Enter a subreddit and perform sentiment analysis. Returns the percentage of positive, negative, and neutral headlines in a subreddit. Also displays the five most positive and the five most negative subreddits. See the Github Repo here. See the Colab Notebook here.  

Reddit Sentiment Screenshot

 

I made this project over the course of a weekend for a Hackathon in 2020. It was one of my first larger computer science projects. I learned a lot from this project. It was my first time creating a website with backend, working with a large website’s API and data, applying ML models on data from the wild, and deploying a website on Heroku (unfortunately the Heroku website is no longer available because Heroku stopped offering free dynos).

How does this work?

A natural language processing model is used to determine the sentiment of a subreddit from the top 50 newest titles. The user is able to type a subreddit, which will then be ran through the machine learning model.

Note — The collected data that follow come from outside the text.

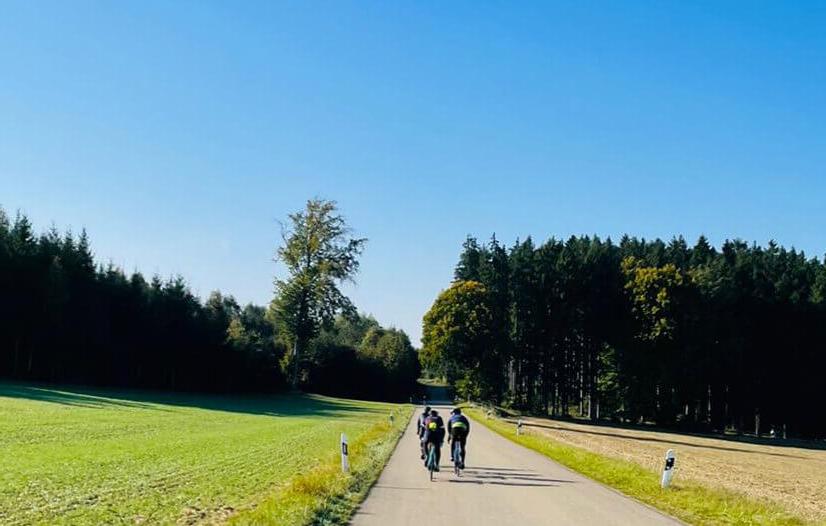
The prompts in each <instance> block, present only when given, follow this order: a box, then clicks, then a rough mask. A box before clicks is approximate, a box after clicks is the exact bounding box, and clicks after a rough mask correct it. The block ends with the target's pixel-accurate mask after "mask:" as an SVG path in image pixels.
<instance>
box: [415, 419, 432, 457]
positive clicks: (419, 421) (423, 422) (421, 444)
mask: <svg viewBox="0 0 826 526" xmlns="http://www.w3.org/2000/svg"><path fill="white" fill-rule="evenodd" d="M429 416H430V406H427V407H425V408H424V413H422V414H421V415H419V420H418V421H416V434H417V435H418V436H419V449H421V451H422V460H424V457H425V447H424V421H425V420H427V417H429Z"/></svg>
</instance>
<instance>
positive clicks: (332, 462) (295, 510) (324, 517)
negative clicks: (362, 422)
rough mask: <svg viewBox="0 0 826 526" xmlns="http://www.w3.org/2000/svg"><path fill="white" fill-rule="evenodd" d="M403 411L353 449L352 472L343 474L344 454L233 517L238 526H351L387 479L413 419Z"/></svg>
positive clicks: (336, 457)
mask: <svg viewBox="0 0 826 526" xmlns="http://www.w3.org/2000/svg"><path fill="white" fill-rule="evenodd" d="M412 411H413V407H412V406H401V409H400V411H398V412H397V413H398V414H396V418H395V419H394V422H393V424H391V423H390V422H389V421H385V422H382V423H378V424H376V425H374V426H373V427H371V428H370V429H368V430H367V431H365V432H364V433H363V434H362V435H361V436H359V438H358V439H357V440H355V441H353V442H351V443H350V444H349V453H350V454H349V460H350V472H349V473H347V474H345V473H342V471H341V456H340V453H339V452H335V453H334V454H331V455H330V456H329V457H328V458H327V459H326V461H324V462H322V463H320V464H319V465H318V466H316V467H314V468H312V469H311V470H310V471H308V472H307V473H304V474H300V475H297V476H295V477H293V478H292V479H290V480H289V481H288V482H287V483H286V484H285V485H284V486H282V487H281V488H279V490H278V491H277V492H276V493H274V494H273V495H272V496H270V497H269V498H266V499H264V500H263V501H262V502H261V503H259V504H258V505H257V506H256V507H255V508H253V509H249V510H245V511H242V512H240V513H238V514H237V515H235V516H233V517H232V518H231V519H230V521H229V523H230V524H232V525H279V526H281V525H285V526H287V525H289V526H304V525H334V524H346V523H347V522H348V521H349V519H350V517H351V516H352V515H353V513H354V512H355V510H356V508H357V507H358V505H359V504H360V503H361V501H362V500H364V497H365V496H366V495H367V492H368V491H369V490H370V487H371V486H372V485H373V483H374V482H375V481H376V479H377V478H378V477H379V475H380V474H381V471H382V469H383V468H384V465H385V464H386V463H387V460H388V459H389V458H390V455H391V454H392V453H393V450H394V449H395V447H396V444H397V443H398V440H399V438H400V437H401V435H402V433H403V432H404V429H405V427H406V426H407V423H408V422H409V420H410V415H411V414H412Z"/></svg>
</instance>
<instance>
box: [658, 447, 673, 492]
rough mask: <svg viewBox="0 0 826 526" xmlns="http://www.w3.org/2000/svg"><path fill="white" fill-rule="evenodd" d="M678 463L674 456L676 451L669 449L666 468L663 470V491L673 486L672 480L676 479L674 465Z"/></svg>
mask: <svg viewBox="0 0 826 526" xmlns="http://www.w3.org/2000/svg"><path fill="white" fill-rule="evenodd" d="M676 461H677V457H676V456H674V450H673V449H669V450H668V451H667V452H666V453H665V467H664V468H663V479H662V482H661V483H660V485H661V486H662V488H663V489H668V486H670V485H671V479H672V478H673V477H674V463H675V462H676Z"/></svg>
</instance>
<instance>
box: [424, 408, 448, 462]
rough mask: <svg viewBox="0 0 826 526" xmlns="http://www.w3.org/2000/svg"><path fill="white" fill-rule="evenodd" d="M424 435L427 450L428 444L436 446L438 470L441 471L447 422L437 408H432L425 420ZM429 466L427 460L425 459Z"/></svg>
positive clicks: (425, 461) (436, 456) (434, 446)
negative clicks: (439, 469) (445, 429)
mask: <svg viewBox="0 0 826 526" xmlns="http://www.w3.org/2000/svg"><path fill="white" fill-rule="evenodd" d="M424 427H425V429H424V437H423V438H422V446H423V447H424V450H425V451H427V445H428V444H433V447H435V448H436V471H439V461H440V460H441V458H442V444H443V443H444V441H445V422H444V420H442V417H440V416H439V412H438V411H436V410H435V409H431V410H430V416H428V417H427V419H426V420H425V422H424ZM424 462H425V464H424V465H425V466H427V460H425V461H424Z"/></svg>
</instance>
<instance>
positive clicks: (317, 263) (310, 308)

The model classifies titles as positive, negative, or neutral and returns the percentage breakdown of a subreddit, along with the top five most positive and top five most negative posts.

Methodology for Nerds

Our first step was to explore the Reddit API and to examine our data. We then had to figure out the best machine learning model for the task. We ended up using VADER, a pretrained model from NLTK that specializes in identifying the sentiment of social media text. We tested this model on several subreddits and explored the results, before coding this into a python script, and then into a website. To see more about the model building process, check out the interactive Colab notebook.

Future Steps

Using this same user interface, we could test out different models that may bring us more informative analyzes of subreddits. For example, we could train a model that could detect fake news or hate speech and give scores for subreddits. Additionally, we could change our methodology in deploying our model on subreddits. Instead of looking at titles, it may be more informational to take into account comments or even upvotes.